Wie gesagt, daheim (Ungarn) in Erdboden gesteckt aber jetzt scheint sie sich zu verabschieden. Die Idee mit dem "einfach mal wachsen lassen" hatte ich auch schon, habe nur Bedenken, daß die Pflanze an den Wurzeln ebenso kaputt geht. 
Ich versuch´s einfach und lass sie mal bis ins Frühjahr. Kompostieren kann ich sie immer noch - auch wenn´s etwas weh tut.

Was meinst du? Gruß Andreas.


----------



## Tottoabs (27. Sep. 2016)

Golo schrieb:


> Dieses Jahr sind sie ca. 6 Meter hoch !!! Ich muss nachher mal ein Foto machen und Morgen hier einstellen... .


Ja, ganz dringend.
Stehen die Wind geschützt.


----------



## Golo (28. Sep. 2016)

Hallo Totto,

die stehen direkt an der Hauswand.

Wenn Du dir allerdings die Blätter anschaust, siehst Du, wie zerrissen die Blätter sind (zum Thema "windgeschützt...).

Im Herbst, wenn die ersten Fröste kommen, schneide ich alle Blätter ab und der "Scheinstamm" bekommt ein Gestell aus Kaninchendraht drum herum und

wird mit dem Laub unserer Obstbäume gefüllt, anschl. oben einen Deckel (Teichfolienrest) drauf

damit es von oben nicht nass werden kann und fertig.

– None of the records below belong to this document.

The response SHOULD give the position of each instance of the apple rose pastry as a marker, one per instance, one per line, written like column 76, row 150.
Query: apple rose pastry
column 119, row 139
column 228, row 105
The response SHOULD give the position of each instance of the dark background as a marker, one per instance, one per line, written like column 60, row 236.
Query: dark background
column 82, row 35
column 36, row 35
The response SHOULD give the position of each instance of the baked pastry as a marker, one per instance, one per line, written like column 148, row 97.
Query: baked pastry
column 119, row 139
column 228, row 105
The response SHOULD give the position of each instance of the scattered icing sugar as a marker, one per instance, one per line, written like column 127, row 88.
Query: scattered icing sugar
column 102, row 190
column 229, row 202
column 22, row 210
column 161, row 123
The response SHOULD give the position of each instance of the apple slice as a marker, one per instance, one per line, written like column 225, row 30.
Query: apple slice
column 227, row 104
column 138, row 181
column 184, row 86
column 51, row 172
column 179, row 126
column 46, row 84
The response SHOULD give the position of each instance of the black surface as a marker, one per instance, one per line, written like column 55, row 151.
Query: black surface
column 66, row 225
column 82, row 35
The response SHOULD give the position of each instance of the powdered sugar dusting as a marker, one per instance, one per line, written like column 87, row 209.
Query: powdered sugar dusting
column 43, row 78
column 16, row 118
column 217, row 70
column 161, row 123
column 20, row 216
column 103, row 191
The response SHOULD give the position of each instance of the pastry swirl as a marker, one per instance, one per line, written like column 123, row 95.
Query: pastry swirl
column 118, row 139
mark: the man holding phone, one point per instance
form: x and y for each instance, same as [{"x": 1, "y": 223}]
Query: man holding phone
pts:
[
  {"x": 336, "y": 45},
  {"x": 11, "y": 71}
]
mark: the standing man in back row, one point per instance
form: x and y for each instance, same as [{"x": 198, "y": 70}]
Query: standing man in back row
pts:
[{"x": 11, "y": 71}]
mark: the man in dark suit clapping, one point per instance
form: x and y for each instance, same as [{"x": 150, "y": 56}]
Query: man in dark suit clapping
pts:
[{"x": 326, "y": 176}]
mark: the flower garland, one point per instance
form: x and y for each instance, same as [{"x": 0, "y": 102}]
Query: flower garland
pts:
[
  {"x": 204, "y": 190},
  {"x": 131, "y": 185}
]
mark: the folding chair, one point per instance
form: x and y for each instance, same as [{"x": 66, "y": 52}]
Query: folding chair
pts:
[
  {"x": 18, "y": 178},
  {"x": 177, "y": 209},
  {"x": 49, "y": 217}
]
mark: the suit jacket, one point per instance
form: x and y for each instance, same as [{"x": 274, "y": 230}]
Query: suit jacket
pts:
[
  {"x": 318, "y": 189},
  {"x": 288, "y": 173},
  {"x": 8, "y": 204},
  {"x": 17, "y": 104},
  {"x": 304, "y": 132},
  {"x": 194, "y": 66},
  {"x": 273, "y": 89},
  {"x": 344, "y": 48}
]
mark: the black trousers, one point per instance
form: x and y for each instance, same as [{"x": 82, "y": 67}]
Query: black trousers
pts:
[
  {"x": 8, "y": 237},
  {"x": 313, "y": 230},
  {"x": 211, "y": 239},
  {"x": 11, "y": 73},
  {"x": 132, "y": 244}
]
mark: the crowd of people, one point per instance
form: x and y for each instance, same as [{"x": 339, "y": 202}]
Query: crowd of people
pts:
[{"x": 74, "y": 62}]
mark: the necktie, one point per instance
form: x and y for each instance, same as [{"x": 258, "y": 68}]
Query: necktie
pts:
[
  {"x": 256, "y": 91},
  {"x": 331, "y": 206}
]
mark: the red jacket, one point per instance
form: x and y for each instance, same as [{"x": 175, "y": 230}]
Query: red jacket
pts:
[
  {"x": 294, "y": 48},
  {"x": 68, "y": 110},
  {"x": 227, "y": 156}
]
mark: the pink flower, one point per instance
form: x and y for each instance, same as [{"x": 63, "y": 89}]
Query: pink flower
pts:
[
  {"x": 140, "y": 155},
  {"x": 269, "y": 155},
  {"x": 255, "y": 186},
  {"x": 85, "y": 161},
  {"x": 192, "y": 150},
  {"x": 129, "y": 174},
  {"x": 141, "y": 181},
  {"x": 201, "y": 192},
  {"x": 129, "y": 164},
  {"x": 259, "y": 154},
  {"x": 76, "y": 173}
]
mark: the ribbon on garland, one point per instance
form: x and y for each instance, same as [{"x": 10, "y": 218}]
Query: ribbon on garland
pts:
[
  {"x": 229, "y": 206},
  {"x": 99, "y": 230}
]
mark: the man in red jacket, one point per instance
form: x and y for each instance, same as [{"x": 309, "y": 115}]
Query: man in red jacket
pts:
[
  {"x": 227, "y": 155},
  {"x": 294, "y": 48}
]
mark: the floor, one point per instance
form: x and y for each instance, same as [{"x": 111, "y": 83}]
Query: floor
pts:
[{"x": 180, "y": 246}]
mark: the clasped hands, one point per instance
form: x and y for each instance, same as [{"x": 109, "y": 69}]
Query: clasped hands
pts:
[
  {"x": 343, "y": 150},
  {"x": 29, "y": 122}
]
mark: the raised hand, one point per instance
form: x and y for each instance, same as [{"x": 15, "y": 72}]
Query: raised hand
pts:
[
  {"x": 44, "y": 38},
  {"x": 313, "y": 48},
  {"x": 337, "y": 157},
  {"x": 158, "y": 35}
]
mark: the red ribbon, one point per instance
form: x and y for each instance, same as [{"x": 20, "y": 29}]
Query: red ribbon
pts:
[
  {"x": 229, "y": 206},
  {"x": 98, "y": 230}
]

Im Frühjahr treiben sie dann wieder aus dem Stamm aus... 

Hier die versprochenen Fotos (war leider gestern Abend schon etwas dunkel...)

 

 

Viele Grüße Golo


----------



## Golo (28. Sep. 2016)

@Andreas,

da ich jedes Jahr mehrere Ableger habe, kann ich Dir gerne mal einen schicken... .

Viele Grüße - Golo


----------



## Daufi (28. Sep. 2016)

Schön, da sind ja doch ein paar mit Bananen...
Wir hatten auch 3 Musa basjoo, dieses Jahr haben die soo viele Ableger gehabt, und es kommen immer noch viele...
Könnte also auch welche abgeben...

Wir suchen noch einen gescheiten Platz zum fest einsetzen, aber entweder es ist zu windig, zu wenig Sonne, oder ihnen passt der Boden nicht...
Also diesen Winter nochmal ins Haus...
Mal nächstes Jahr Gedanken machen....


----------



## Tottoabs (29. Sep. 2016)

Daufi schrieb:


> Wir suchen noch einen gescheiten Platz zum fest einsetzen, aber entweder es ist zu windig, zu wenig Sonne, oder


Geht mir auch so.... Weiß noch nicht wo hin...klein ist meine auch noch....also kommt sie noch mal in den Stall.


Bei deinen Ablegern würde ich es einfach an ein paar Stellen probieren im nächsten Jahr.


----------



## andreas w. (30. Sep. 2016)

He, das Angebot mit den Ablegern nehm ich gerne an. Ist der Postweg sinnvoll oder, je nachdem wer mir einen Ableger gibt, soll ich ihn besser selbst abholen? Je nachdem wer wo, machmer das vielleicht auch erst nächstes Frühjahr. Wie ihr wollt.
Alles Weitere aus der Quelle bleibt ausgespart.